Au niveau collectif, Alter (1995), suggère l’idée de faire cohabiter au sein même de l’organisation des « déviants » chargés d’innover et d’explorer de nouvelles voies au côté des « légalistes » partisans du système existant. Poursuivant sur cette piste, Romelaer (1996) précise :

« [Ces déviants] sont sanctionnables, mais leur action est tolérée par la direction générale, qui les laisse, si c’est raisonnable, agir tout le temps nécessaire pour que leur innovation sauvage aboutisse à un mode de gestion raisonnablement stabilisé. [...] Tout ce fonctionnement a bien entendu des conséquences stratégiques profondes, et il se déroule presque entièrement en dehors du processus officiel de formation de la stratégie, et même en contradiction avec lui. » (1996:68)

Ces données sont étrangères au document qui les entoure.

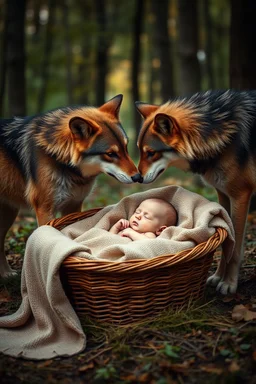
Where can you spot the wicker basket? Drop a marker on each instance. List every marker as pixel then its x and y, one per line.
pixel 130 291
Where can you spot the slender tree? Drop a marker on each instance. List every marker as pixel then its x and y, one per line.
pixel 242 44
pixel 68 50
pixel 46 55
pixel 162 44
pixel 189 69
pixel 3 61
pixel 136 58
pixel 15 53
pixel 102 51
pixel 208 44
pixel 242 52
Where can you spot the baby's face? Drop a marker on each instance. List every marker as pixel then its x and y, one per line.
pixel 148 217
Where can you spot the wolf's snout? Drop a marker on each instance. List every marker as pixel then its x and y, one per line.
pixel 137 178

Ce processus hétérodoxe possède plusieurs avantages :

• Procéder à un essai limité permet de démontrer le bien fondé de la démarche. L’exercice permet ainsi un premier déminage ;

• Limiter l’expérimentation à une partie de l' organisation permet de mieux apprécier les effets directs des innovations, l’entreprise peut modifier à tout moment l’orientation de ses efforts et maintenir le fonctionnement organisationnel à l’intérieur de plages prédéterminées, sans risquer une dérive complète ;

• « En dernier lieu, [...] le retour d’apprentissage des unités conf rontées à une logique nouvelle permet à la direction [...] d’apprendre comment son propre système fonctionne et d’affiner peu à peu ses actions. » (Koenig & Thoétart, 1995)

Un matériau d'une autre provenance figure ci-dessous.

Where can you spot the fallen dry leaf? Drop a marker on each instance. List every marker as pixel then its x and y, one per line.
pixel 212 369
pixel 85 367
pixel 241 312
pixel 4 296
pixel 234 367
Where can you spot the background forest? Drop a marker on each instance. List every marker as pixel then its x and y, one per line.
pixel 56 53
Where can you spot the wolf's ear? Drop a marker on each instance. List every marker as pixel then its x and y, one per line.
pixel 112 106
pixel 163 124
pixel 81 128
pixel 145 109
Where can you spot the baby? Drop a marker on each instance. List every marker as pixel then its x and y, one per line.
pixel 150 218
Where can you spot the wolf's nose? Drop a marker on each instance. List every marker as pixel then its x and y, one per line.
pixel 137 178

Au niveau plus individuel, et de manière encore plus pratique, Collins & Porras (1996b) suivant l’exemple de certaines entreprises de leur échantillon recommandent ainsi de laisser un certain temps aux salariés pour développer des idées qu’ils estiment prometteuses pour l’entreprise. Pour ces deux auteurs, développer l’initiative au sein de

l’entreprise passe également par la mise en place de prix de l’innovation, récompensant les entrepreneurs les plus performants au sein de l’organisation.

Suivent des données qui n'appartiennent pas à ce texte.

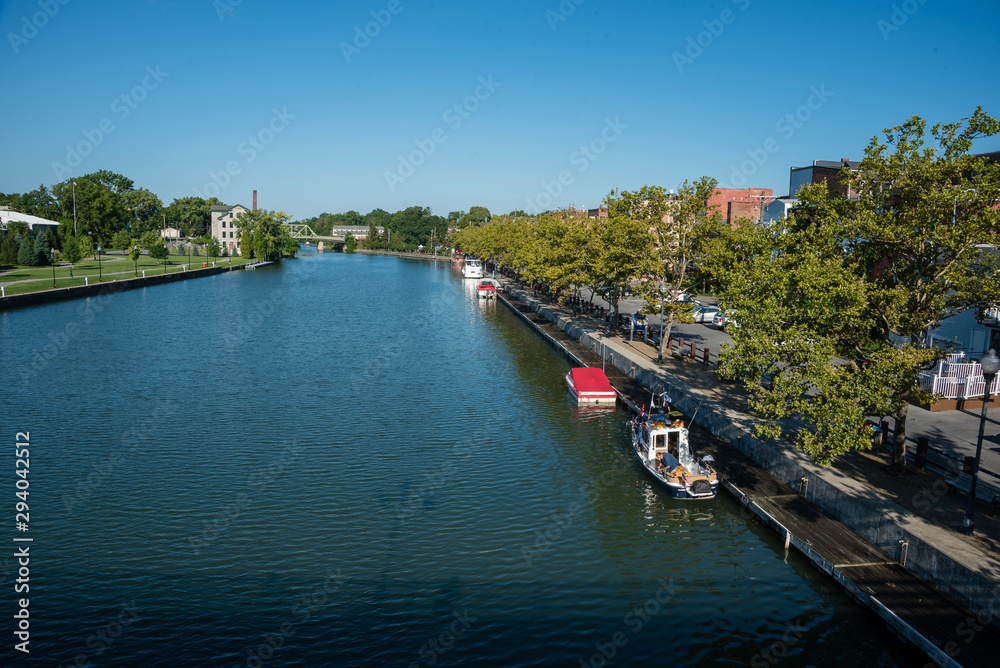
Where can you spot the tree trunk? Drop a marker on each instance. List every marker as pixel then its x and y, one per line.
pixel 898 464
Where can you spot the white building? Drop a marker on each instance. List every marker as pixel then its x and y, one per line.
pixel 224 226
pixel 777 209
pixel 6 216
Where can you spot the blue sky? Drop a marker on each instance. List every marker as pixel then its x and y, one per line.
pixel 558 102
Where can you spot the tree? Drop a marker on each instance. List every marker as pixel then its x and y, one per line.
pixel 680 225
pixel 159 251
pixel 478 215
pixel 86 246
pixel 866 277
pixel 8 249
pixel 246 244
pixel 121 241
pixel 262 232
pixel 212 247
pixel 149 239
pixel 625 251
pixel 192 215
pixel 134 251
pixel 42 249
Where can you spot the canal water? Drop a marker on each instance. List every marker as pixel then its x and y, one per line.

Toutefois, il ne suffit pas d’encourager l’expérimentation et la prise de risque pour rendre l’ent reprise réactive. Collins & Porras (1996b) soulignent à juste titre que l’expérimentation n’est pas toujours payante. Quinn (1985) remarque ainsi que 90 à 99% des tentatives se soldent par un échec. Comme le note Grove (1997) elle s’apparente alors à une « prise de pari », il convient donc de concéder un droit à l’erreur aux innovateurs. Ce que, dans leur style flamboyant, Collins & Porras (Ibid.) confirment :

« Acceptez que des erreurs soient commises ! [Suivez] le principe de Darwin : » Multipliez, variez, que les plus forts survivent et que les plus faibles meurent. » Les échecs peuvent apprendre beaucoup, et peuvent resservir plus tard. » (1996b:228)

Cette expérimentation47, que ce soit par l’intermédiaire de l’innovation « sauvage » ou bien encore de la mise en place de modes de fonctionnement différents de ceux existants permet de créer un répertoire de réponses nouvelles à des demandes de l’environnement que l’on ne peut prédire. » (Thiétart & Forgues, 1993). Notons que ces conclusions sont en accord avec les travaux sur l’apprentissage organisationnel. « [... En effet,] on peut voir l’apprentissage comme une volonté d’expérimentation et de recherche de voies différentes de celles empruntées par le passé. [...] Ainsi se crée « un catalogue de configuration dans laquelle l’organisation peut puiser lorsque les forces de changement l’emportent sur la viscosité et les résistances de cette dernière. » (Ibid.)

« [Cependant,] favoriser l’apprentissage nécessite d’enrichir le travail interprétatif » (Koenig, 1996b) Ce qui passe notamment par une mise en commun des savoirs aux sein de l’entreprise et donc le développement de la coopération et de la communication.